Chicago Fed’s Charlie Evans disagrees (and he’s a voting member next year!) and said yesterday that he favors "much more [monetary] accommodation than we’ve put in place." MUCH MORE than $2Tn - take that Japan and your puny $500Bn pledge!

So happy days are here again and, as we pointed out in this week’s Newsletter, bad news is good news in this topsy-turvy, Wonderland economy of ours and the poor jobs numbers means more likely Fed easing which means a less valuable dollar which is….. GOOD FOR THE MARKET! Isn’t Economics fun?

Ireland is having fun as Fitch downgrades the country as they are forced to go deeper into debt bailing out their banks. In other news you won’t be hearing today, as the MSM is in "happy" mode this week and doesn’t want to bother you with bad news: The IMF cut their estimates for US growth as consumer spending trends are disappointing and our friends at Goldman Sachs summed it up by saying the US economy is likely to be “fairly bad” or “very bad” over the next six to nine months. Yeah, let’s go out and buy at the top of a 10% rally - we can root for "fairly bad."

We see two main scenarios,” analysts led by Jan Hatzius, the New York-based chief U.S. economist at the company, wrote in an e-mail to clients. “A fairly bad one in which the economy grows at a 1 1/2 percent to 2 percent rate through the middle of next year and the unemployment rate rises moderately to 10 percent, and a very bad one in which the economy returns to an outright recession.”

Meanwhile, GS alumni Jim Cramer was telling his sheeple to BUYBUYBUY last night - leading a fresh population of lambs right to the slaughter. I tried to listen to the lightning round but it did begin to sound like the callers were just saying "baaah, baaaah, baah" to me and I felt like Jodie Foster, crying for the poor little things and wishing there was a way I could save just one of them from Cramer’s advice…
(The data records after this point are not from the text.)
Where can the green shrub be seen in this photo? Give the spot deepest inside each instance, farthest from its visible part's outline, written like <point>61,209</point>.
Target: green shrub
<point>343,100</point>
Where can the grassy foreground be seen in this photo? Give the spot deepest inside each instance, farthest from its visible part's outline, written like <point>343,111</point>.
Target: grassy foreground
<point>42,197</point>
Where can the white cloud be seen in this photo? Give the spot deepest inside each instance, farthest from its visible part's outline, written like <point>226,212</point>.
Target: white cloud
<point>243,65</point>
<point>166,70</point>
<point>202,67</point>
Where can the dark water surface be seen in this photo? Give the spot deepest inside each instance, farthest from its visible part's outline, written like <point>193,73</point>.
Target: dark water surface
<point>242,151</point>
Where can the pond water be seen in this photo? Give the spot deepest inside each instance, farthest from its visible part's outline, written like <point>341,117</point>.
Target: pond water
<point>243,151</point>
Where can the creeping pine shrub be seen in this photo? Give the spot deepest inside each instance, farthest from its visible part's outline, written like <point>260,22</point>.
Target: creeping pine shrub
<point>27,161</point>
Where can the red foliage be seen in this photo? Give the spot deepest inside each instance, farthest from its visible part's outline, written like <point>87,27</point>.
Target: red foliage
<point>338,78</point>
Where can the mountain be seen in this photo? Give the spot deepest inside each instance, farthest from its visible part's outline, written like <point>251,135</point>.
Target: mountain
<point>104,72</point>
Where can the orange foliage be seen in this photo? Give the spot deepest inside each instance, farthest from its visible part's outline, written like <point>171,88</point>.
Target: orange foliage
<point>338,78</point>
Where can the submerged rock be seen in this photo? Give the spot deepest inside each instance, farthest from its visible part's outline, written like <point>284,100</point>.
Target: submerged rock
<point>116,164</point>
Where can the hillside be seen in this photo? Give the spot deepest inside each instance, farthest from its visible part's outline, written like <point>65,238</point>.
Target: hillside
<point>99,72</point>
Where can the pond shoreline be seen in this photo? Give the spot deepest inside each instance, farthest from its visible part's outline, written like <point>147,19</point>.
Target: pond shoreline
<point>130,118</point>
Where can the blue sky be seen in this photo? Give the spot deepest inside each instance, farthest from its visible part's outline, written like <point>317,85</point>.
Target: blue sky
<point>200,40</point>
The Nikkei was thrilled with the BOJ's QE program and jumped another 1.8% today. The Hang Seng gained 1% and the Shanghai is closed, and was closed all week so they did not gain 1.7% as I had thought. Hong Kong property sales dropped 19% in September but that’s what the Government wanted to happen - we’ll just have to wait to see if they got it right or if they poked the bubble a bit too hard. Real Estate companies led the Nikkei as inflation expectations (finally) boosted that sector.

Over in Europe, the indexes are up about 0.75% just ahead of the US open and we’ll do the multi-charts tomorrow to see where everybody is. UK PM David Cameron says there will be "painful public-spending cuts" and Spain is also facing terrible cutbacks but all of that is forgotten as the markets are in a relief rally as France rounds up 12 terror suspects. This is a neat, new dynamic - commodities fly up on terror threats and boost the markets and then, when the treat is over, the rest of the market rallies and commodities stay high. All they have to do is pull this nonsense once a month and we’ll have $100 oil by Christmas!

So enjoy the sham while it lasts. We’re bearish but we’re also cashish and taking aggressive short-term upside plays to cover on the breakouts. Until this chop gives us a better sense of direction, that’s the way to go!